An inequality on products of squared norms and dot products

While trying to prove some inequality on the determinant of a matrix, I came up with the following inequality:

Let $u$, $v$, $w$ be three vectors, I would like to show that

$\|u\|^2\|v\|^2\|w\|^2+2\langle u,v\rangle\langle u,w\rangle\langle v,w\rangle \ge \|u\|^2\langle v,w\rangle^2 + \|v\|^2\langle u,w\rangle^2 + \|w\|^2\langle u,v\rangle^2$

I have verified this inequality numerically for vectors of small dimensions using optimization library, so I believe it is correct, but fail to prove so.

It appears to be related to Cauchy-Schwarz inequality, but I don't think it is sufficient for proving it. There is maybe some generalization that I am not aware of. Any help will be appricated.


Solution 1:

Your inequality is juste the non-negativity of the determinant of the Gram matrix of $(u,v,w)$.

The Gram Matrix of a $m$-uple of vectors $(w_1,\ldots,w_m)$ is by definition $\big(\langle w_i,w_j \rangle\big)_{1 \le i,j \le m}$. It si always symmetric and semidefinite positive, so its determinant is non-negative.
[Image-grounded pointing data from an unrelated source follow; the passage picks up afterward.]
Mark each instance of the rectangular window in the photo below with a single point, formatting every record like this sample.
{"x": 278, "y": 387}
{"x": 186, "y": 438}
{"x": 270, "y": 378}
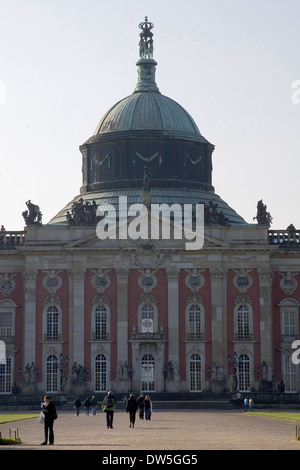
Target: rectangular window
{"x": 52, "y": 324}
{"x": 5, "y": 376}
{"x": 243, "y": 323}
{"x": 289, "y": 375}
{"x": 289, "y": 322}
{"x": 100, "y": 323}
{"x": 6, "y": 324}
{"x": 195, "y": 322}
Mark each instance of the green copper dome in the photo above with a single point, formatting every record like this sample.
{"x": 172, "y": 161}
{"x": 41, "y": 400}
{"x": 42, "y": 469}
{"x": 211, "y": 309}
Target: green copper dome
{"x": 149, "y": 111}
{"x": 147, "y": 132}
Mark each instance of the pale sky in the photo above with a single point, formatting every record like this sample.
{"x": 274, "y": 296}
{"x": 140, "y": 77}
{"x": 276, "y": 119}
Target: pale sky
{"x": 230, "y": 63}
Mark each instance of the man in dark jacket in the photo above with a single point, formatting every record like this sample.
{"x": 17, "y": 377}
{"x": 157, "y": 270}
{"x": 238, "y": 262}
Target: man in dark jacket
{"x": 108, "y": 405}
{"x": 131, "y": 408}
{"x": 50, "y": 413}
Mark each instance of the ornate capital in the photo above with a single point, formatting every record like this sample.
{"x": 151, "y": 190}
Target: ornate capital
{"x": 77, "y": 274}
{"x": 30, "y": 274}
{"x": 218, "y": 274}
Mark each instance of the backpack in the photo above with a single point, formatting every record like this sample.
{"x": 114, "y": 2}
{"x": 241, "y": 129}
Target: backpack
{"x": 109, "y": 402}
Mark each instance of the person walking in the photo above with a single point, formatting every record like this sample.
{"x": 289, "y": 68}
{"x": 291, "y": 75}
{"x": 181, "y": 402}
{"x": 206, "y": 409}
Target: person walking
{"x": 87, "y": 405}
{"x": 108, "y": 405}
{"x": 131, "y": 408}
{"x": 251, "y": 404}
{"x": 140, "y": 405}
{"x": 50, "y": 413}
{"x": 147, "y": 404}
{"x": 77, "y": 405}
{"x": 94, "y": 405}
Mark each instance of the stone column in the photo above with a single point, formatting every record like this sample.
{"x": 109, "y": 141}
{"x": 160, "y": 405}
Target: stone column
{"x": 173, "y": 382}
{"x": 266, "y": 322}
{"x": 29, "y": 277}
{"x": 76, "y": 316}
{"x": 123, "y": 382}
{"x": 219, "y": 328}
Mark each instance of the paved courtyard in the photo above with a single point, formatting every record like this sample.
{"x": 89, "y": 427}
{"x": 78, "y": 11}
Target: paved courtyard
{"x": 168, "y": 430}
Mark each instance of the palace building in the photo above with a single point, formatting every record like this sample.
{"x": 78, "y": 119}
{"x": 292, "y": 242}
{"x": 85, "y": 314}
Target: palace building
{"x": 83, "y": 313}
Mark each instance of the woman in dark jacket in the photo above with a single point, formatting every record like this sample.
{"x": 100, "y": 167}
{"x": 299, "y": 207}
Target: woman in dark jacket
{"x": 50, "y": 413}
{"x": 148, "y": 407}
{"x": 131, "y": 408}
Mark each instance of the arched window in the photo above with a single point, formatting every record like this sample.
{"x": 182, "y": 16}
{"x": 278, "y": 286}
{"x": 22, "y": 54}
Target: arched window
{"x": 52, "y": 323}
{"x": 100, "y": 373}
{"x": 100, "y": 322}
{"x": 195, "y": 373}
{"x": 147, "y": 373}
{"x": 52, "y": 374}
{"x": 289, "y": 374}
{"x": 147, "y": 324}
{"x": 244, "y": 373}
{"x": 5, "y": 376}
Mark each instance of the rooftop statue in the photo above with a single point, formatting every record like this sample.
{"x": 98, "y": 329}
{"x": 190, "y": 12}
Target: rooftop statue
{"x": 32, "y": 216}
{"x": 263, "y": 217}
{"x": 146, "y": 41}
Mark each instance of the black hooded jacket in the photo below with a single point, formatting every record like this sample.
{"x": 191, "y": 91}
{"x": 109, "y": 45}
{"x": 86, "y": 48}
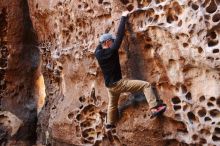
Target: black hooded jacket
{"x": 108, "y": 59}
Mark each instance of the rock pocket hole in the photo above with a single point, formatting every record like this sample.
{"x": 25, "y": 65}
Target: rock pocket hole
{"x": 79, "y": 117}
{"x": 209, "y": 104}
{"x": 212, "y": 7}
{"x": 195, "y": 7}
{"x": 88, "y": 132}
{"x": 215, "y": 138}
{"x": 191, "y": 116}
{"x": 185, "y": 107}
{"x": 212, "y": 43}
{"x": 202, "y": 141}
{"x": 82, "y": 99}
{"x": 100, "y": 1}
{"x": 125, "y": 1}
{"x": 205, "y": 132}
{"x": 207, "y": 119}
{"x": 185, "y": 45}
{"x": 217, "y": 130}
{"x": 212, "y": 35}
{"x": 216, "y": 17}
{"x": 202, "y": 98}
{"x": 195, "y": 137}
{"x": 70, "y": 116}
{"x": 200, "y": 50}
{"x": 212, "y": 99}
{"x": 214, "y": 113}
{"x": 176, "y": 107}
{"x": 218, "y": 101}
{"x": 176, "y": 100}
{"x": 130, "y": 7}
{"x": 215, "y": 51}
{"x": 188, "y": 96}
{"x": 184, "y": 89}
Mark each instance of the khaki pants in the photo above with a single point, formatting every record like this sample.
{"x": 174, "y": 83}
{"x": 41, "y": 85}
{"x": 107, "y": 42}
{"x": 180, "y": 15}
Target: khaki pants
{"x": 125, "y": 85}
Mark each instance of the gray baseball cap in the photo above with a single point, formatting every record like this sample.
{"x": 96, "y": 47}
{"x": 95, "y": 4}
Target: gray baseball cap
{"x": 106, "y": 36}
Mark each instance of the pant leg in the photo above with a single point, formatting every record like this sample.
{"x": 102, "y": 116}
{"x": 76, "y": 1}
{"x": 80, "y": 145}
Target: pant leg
{"x": 112, "y": 113}
{"x": 137, "y": 86}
Indeed, if $(e_1,\ldots,e_n)$ is any orthonormal basis of any subspace with finite dimension containing $x_1,\ldots,x_m$ and if A denotes the $n \times m$ matrix of $(w_1,\ldots,w_m)$ in the basis $(e_1,\ldots,e_n)$, then the Gram matrix of $(w_1,\ldots,w_m)$ is just the product $A^\top \times A$. And for every $X \in \mathbf{R}^m$ (identified with the space of all real $m \times 1$ matrices), we have $$X^\top \times A^\top \times A \times X = (A \times X)^\top (A \times X) = ||A \times X||_2^2 \ge 0,$$ where $||\cdots||_2$ denotes the canonical euclidian norm on $\mathbf{R}^n$.